Along with eight million people, I’m watching cup cake capitalism this summer.
The first challenge in this year’s The Great British Bake Off was to make a Mary Berry cherry cake.
Waitrose said that demand for cherries rose by 25 percent that week.
Books by the judges, including recipes in the contest, are in the bestseller lists.
The show follows the rules of the genre. There are the slow pauses before revealing the results of elimination.
There is the carefully constructed cross section of contestants.
The young, nervous, middle class over-achiever. The stressed super mum. The ethnic minority member who is complimented—patronised—on their use of spicing.
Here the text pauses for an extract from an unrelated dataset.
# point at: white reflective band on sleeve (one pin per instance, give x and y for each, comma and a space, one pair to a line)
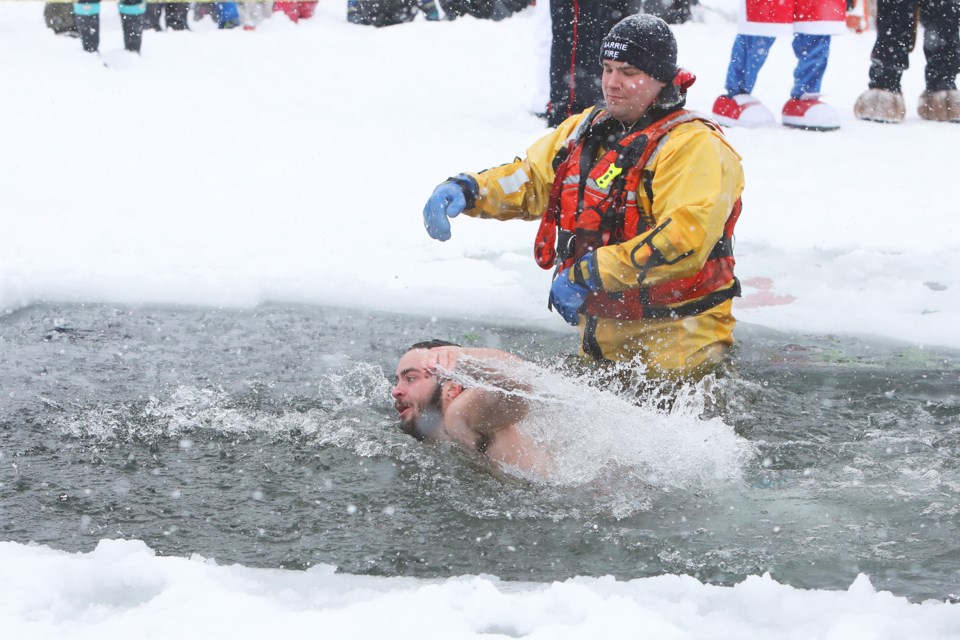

As the contestants get fewer, the space for mawkish backstory increases.
There is something annoying in the idea that everything in society has to be competitive. But Bake Off adds something else.
There is food intimidation—“What? You mean you don’t make your own fondant icing?”
And aspiration—“The brioche disaster was a brave effort.”
It also feeds into the myth that “cooking from scratch” is cheap and easy. What is certainly cheaper and easier is to watch it.
Programme makers and product placers Love Productions say it’s not a game show, but a documentary. It’s neither—but a constructed, conservative fantasy.
It deliberately offers what it thinks is quintessential British eccentricity and niceness.
Cricket is being played on a village green somewhere and empire is around, but not in revolt.
It’s Jane Austen without the slavery.
That explains the endless bad puns, because the show’s defence is that it’s like a seaside postcard.
And that is the problem. It is a self aware world of Keep Calm and Carry On films aren’t just sexist you know.
Escaping from austerity is been sold back to us as austerity chic with irony.
Now, there is nothing wrong with escapism.
It’s like a bit of cake, good to lift the spirits when you’re a bit tired.
But it’s very far from substance—and too much of it can make you feel sick.